La négation catégorique des faits est trop facile, confirme Le Pays. Le quotidien de Ouagadougou, estime «qu’il y a certainement une part de vérité dans ce qu’il a dit», et demande que «la justice tranche», comme l’indique sa une du mardi 13 septembre. Le journal souhaite que les présidents africains incriminés portent plainte contre Bourgi, «ce qui permettra non seulement de laver leur honneur, si tant est qu’ils sont irréprochables, mais aussi de rassurer leurs opinions».
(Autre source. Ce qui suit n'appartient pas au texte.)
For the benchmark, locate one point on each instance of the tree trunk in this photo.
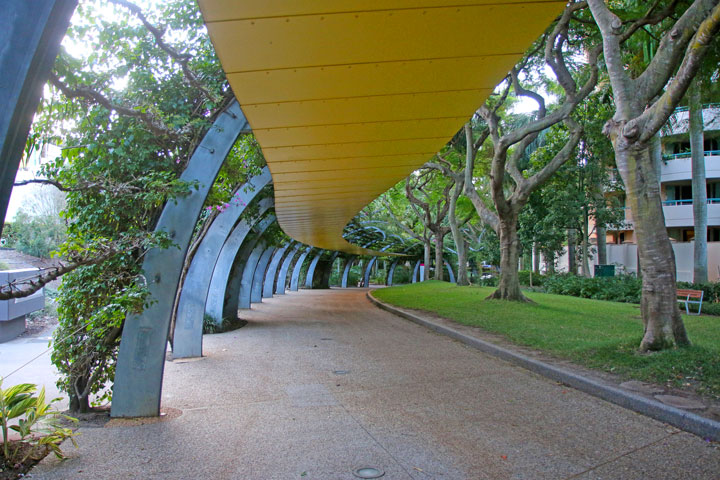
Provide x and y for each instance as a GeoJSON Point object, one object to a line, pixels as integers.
{"type": "Point", "coordinates": [462, 278]}
{"type": "Point", "coordinates": [699, 188]}
{"type": "Point", "coordinates": [426, 261]}
{"type": "Point", "coordinates": [549, 263]}
{"type": "Point", "coordinates": [572, 239]}
{"type": "Point", "coordinates": [601, 244]}
{"type": "Point", "coordinates": [439, 267]}
{"type": "Point", "coordinates": [660, 313]}
{"type": "Point", "coordinates": [656, 155]}
{"type": "Point", "coordinates": [509, 287]}
{"type": "Point", "coordinates": [79, 403]}
{"type": "Point", "coordinates": [585, 244]}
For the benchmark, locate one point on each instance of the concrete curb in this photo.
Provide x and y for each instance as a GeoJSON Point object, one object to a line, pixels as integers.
{"type": "Point", "coordinates": [690, 422]}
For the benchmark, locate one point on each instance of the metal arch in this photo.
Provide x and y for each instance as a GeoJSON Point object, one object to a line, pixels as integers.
{"type": "Point", "coordinates": [242, 288]}
{"type": "Point", "coordinates": [391, 272]}
{"type": "Point", "coordinates": [294, 279]}
{"type": "Point", "coordinates": [187, 339]}
{"type": "Point", "coordinates": [311, 269]}
{"type": "Point", "coordinates": [281, 282]}
{"type": "Point", "coordinates": [326, 270]}
{"type": "Point", "coordinates": [346, 270]}
{"type": "Point", "coordinates": [451, 274]}
{"type": "Point", "coordinates": [217, 297]}
{"type": "Point", "coordinates": [269, 282]}
{"type": "Point", "coordinates": [258, 278]}
{"type": "Point", "coordinates": [415, 271]}
{"type": "Point", "coordinates": [141, 359]}
{"type": "Point", "coordinates": [30, 35]}
{"type": "Point", "coordinates": [244, 263]}
{"type": "Point", "coordinates": [366, 275]}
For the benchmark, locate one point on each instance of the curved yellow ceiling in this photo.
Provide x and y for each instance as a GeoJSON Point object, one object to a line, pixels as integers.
{"type": "Point", "coordinates": [347, 97]}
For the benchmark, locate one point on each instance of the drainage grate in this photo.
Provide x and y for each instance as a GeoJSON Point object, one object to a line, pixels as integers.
{"type": "Point", "coordinates": [368, 472]}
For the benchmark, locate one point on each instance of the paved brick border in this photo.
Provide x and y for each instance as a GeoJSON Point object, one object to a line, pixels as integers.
{"type": "Point", "coordinates": [690, 422]}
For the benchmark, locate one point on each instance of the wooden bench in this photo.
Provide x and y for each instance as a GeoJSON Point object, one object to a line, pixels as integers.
{"type": "Point", "coordinates": [686, 296]}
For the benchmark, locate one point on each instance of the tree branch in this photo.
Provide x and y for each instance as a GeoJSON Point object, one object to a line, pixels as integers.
{"type": "Point", "coordinates": [672, 49]}
{"type": "Point", "coordinates": [655, 117]}
{"type": "Point", "coordinates": [154, 124]}
{"type": "Point", "coordinates": [181, 58]}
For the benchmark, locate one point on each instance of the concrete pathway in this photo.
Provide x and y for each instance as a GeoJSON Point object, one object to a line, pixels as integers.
{"type": "Point", "coordinates": [320, 383]}
{"type": "Point", "coordinates": [16, 354]}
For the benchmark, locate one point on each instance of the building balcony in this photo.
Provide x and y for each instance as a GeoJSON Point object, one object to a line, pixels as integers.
{"type": "Point", "coordinates": [678, 123]}
{"type": "Point", "coordinates": [678, 213]}
{"type": "Point", "coordinates": [679, 167]}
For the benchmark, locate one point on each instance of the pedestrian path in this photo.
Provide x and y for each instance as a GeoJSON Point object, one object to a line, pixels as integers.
{"type": "Point", "coordinates": [321, 383]}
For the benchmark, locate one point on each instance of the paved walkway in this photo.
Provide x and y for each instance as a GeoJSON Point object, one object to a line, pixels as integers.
{"type": "Point", "coordinates": [320, 383]}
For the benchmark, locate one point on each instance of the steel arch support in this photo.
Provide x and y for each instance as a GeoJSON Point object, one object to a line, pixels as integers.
{"type": "Point", "coordinates": [311, 269]}
{"type": "Point", "coordinates": [187, 339]}
{"type": "Point", "coordinates": [237, 292]}
{"type": "Point", "coordinates": [248, 272]}
{"type": "Point", "coordinates": [366, 273]}
{"type": "Point", "coordinates": [295, 278]}
{"type": "Point", "coordinates": [30, 36]}
{"type": "Point", "coordinates": [141, 360]}
{"type": "Point", "coordinates": [451, 274]}
{"type": "Point", "coordinates": [391, 272]}
{"type": "Point", "coordinates": [416, 271]}
{"type": "Point", "coordinates": [217, 298]}
{"type": "Point", "coordinates": [324, 271]}
{"type": "Point", "coordinates": [259, 276]}
{"type": "Point", "coordinates": [346, 270]}
{"type": "Point", "coordinates": [281, 283]}
{"type": "Point", "coordinates": [269, 282]}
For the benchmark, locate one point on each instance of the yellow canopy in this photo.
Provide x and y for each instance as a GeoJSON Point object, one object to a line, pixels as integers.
{"type": "Point", "coordinates": [347, 97]}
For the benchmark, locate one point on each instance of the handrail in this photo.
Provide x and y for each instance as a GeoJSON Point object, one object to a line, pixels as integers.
{"type": "Point", "coordinates": [707, 153]}
{"type": "Point", "coordinates": [688, 201]}
{"type": "Point", "coordinates": [705, 105]}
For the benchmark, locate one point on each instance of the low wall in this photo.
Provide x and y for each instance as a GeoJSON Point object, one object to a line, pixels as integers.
{"type": "Point", "coordinates": [624, 257]}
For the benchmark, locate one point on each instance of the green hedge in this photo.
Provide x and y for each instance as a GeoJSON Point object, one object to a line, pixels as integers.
{"type": "Point", "coordinates": [621, 288]}
{"type": "Point", "coordinates": [524, 275]}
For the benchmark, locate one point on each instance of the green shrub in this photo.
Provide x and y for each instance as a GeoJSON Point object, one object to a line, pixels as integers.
{"type": "Point", "coordinates": [524, 276]}
{"type": "Point", "coordinates": [488, 282]}
{"type": "Point", "coordinates": [38, 426]}
{"type": "Point", "coordinates": [621, 288]}
{"type": "Point", "coordinates": [36, 235]}
{"type": "Point", "coordinates": [711, 291]}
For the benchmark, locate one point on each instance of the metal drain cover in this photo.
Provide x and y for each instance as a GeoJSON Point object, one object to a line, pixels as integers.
{"type": "Point", "coordinates": [368, 472]}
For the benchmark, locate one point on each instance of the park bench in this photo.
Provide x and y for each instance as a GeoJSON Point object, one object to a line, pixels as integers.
{"type": "Point", "coordinates": [686, 296]}
{"type": "Point", "coordinates": [14, 311]}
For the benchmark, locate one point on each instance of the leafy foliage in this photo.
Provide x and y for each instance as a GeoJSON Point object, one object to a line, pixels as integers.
{"type": "Point", "coordinates": [129, 110]}
{"type": "Point", "coordinates": [37, 424]}
{"type": "Point", "coordinates": [620, 288]}
{"type": "Point", "coordinates": [34, 235]}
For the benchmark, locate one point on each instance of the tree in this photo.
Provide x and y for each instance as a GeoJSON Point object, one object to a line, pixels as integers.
{"type": "Point", "coordinates": [699, 189]}
{"type": "Point", "coordinates": [129, 113]}
{"type": "Point", "coordinates": [510, 184]}
{"type": "Point", "coordinates": [434, 202]}
{"type": "Point", "coordinates": [398, 206]}
{"type": "Point", "coordinates": [643, 105]}
{"type": "Point", "coordinates": [451, 164]}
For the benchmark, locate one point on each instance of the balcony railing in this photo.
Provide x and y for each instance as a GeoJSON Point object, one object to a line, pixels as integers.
{"type": "Point", "coordinates": [705, 105]}
{"type": "Point", "coordinates": [708, 153]}
{"type": "Point", "coordinates": [670, 203]}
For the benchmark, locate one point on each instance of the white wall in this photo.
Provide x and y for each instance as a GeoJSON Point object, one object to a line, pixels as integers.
{"type": "Point", "coordinates": [624, 257]}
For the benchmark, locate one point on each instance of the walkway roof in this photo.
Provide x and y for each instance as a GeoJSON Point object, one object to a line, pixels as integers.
{"type": "Point", "coordinates": [347, 97]}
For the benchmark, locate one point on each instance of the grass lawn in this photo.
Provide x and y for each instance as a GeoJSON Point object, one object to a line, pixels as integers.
{"type": "Point", "coordinates": [594, 333]}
La société civile ne souhaite pas non plus en rester là. «C’est une particularité des régimes à gestion néo-patrimoniale où les gens pensent que l’argent public c’est leur bien», a commenté Mouhamed Mbodj, coordinaeur du Forum civil, une ONG sénégalaise qui travaille sur des questions de gouvernance. Il recommande tout de même la prudence face aux déclarations de Bourgi et aux risques de manipulation, c’est pourquoi, ajoute-t-il, «les juges devraient se saisir de l’affaire».

Le site Guineeconakry.info se demande pour sa part «si la pratique s’est arrêtée, comme le clame Robert Bourgi, (…) qui essaie de faire passer Nicolas Sarkozy pour l’homme de la rupture, celui de la fracture avec ces pratiques « d’un autre âge » ». Et le journal d’apporter sa réponse:

«Rien ne l’indique, si on en juge par le contenu de « La République des mallettes », le nouveau livre de Pierre Péan.»

Omar Bongo, l’un des principaux mis en cause par Bourgi, et décédé en 2009 après 41 ans à la tête du Gabon, n’est plus là pour se défendre. Interrogée par l’AFP, la porte-parole de la présidence, Clémence Mezui Me Mboulou, a appelé à respecter «les traditions gabonaises qui veulent qu’on laisse en paix les baobabs qui se sont couchés pour l’éternité».